Padahal, “gambar idoep” seyogianya berbasis nilai humanistik
yang tinggi. Film bukan untuk memamerkan aurat atau adegan adu
kelamin. Konstruksi tersebut menjabarkan bila adegan per adegan yang
dilandasi skenario tak sepatutnya mengejar laba dengan cara menjual
harga diri.
“Film
merupakan medium ekspresi kehidupan manusia”, tutur Shanty Harmayn,
Direktur Jakarta International Film Festival 1999-2004.
Seni Local
Wisdom
Pemangku
kebijakan wajib mendukung potensi perfilman untuk meraih prestasi
global. Kebijakan progresif harus segera diracik demi menghidupkan
perfilman Indonesia. Selama ini, sinema nasional masih sebatas
hiburan tidak layak konsumsi. Akar persoalannya tiada lain
keterbatasan dana, teknis dan isi. Di samping itu, pemerintah laik
memperbaiki sarana serta prasarana untuk produksi film. Sebagai
umpama yakni meringkas birokrasi pembuatan film. Kemudian
mengedukasi pemilik bioskop bahwa bioskop merupakan lembaga komersial
dan lembaga kebudayaan.
Tak
sepantasnya film yang menjadi institusi bisnis, wadah ideologi serta
konstruksi kultural dipinggirkan begitu saja. Insan film dan
masyarakat mesti bahu-membahu menyelamatkan perfilman nasional.
Festival-festival film harus didukung oleh segenap elemen bangsa.
Tanpa sokongan dari pelbagai pihak, niscaya perfilman nasional bakal
terhempas dalam petaka di tengah pergerakan film global.
“Bangsa
ini memang tidak sadar budaya, bahkan cenderung sakit jiwa. Makanya
tak aneh jika festival film sebesar Jiffest tidak didukung
pemerintah”, ujar aktris senior Jajang C. Noer sebagaimana dimuat
sebuah media nasional pada 4 Desember 2005.
Hari Film
Nasional 30 Maret 2012 ini, merupakan momen buat meraih kegemilangan
serta kecemerlangan guna menyongsong fajar baru perfilman nasional.

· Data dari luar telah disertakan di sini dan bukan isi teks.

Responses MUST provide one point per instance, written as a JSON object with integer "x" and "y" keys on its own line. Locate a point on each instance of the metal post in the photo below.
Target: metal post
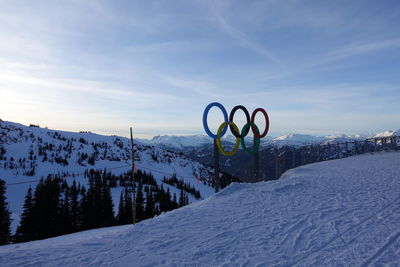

Apalagi, Indonesia memiliki sutradara muda yang kreatif. Mereka
merupakan lokomotif yang diharap melahirkan komunitas kesenian film
yang tangguh. Figur-figur gres tersebut diidamkan dapat
memprovokasi arah film nasional sebagai sarana bagi pola pikir
masyarakat. Hingga, warga Indonesia mencintai budayanya dengan
mengangkat kesenian berbasis local wisdom.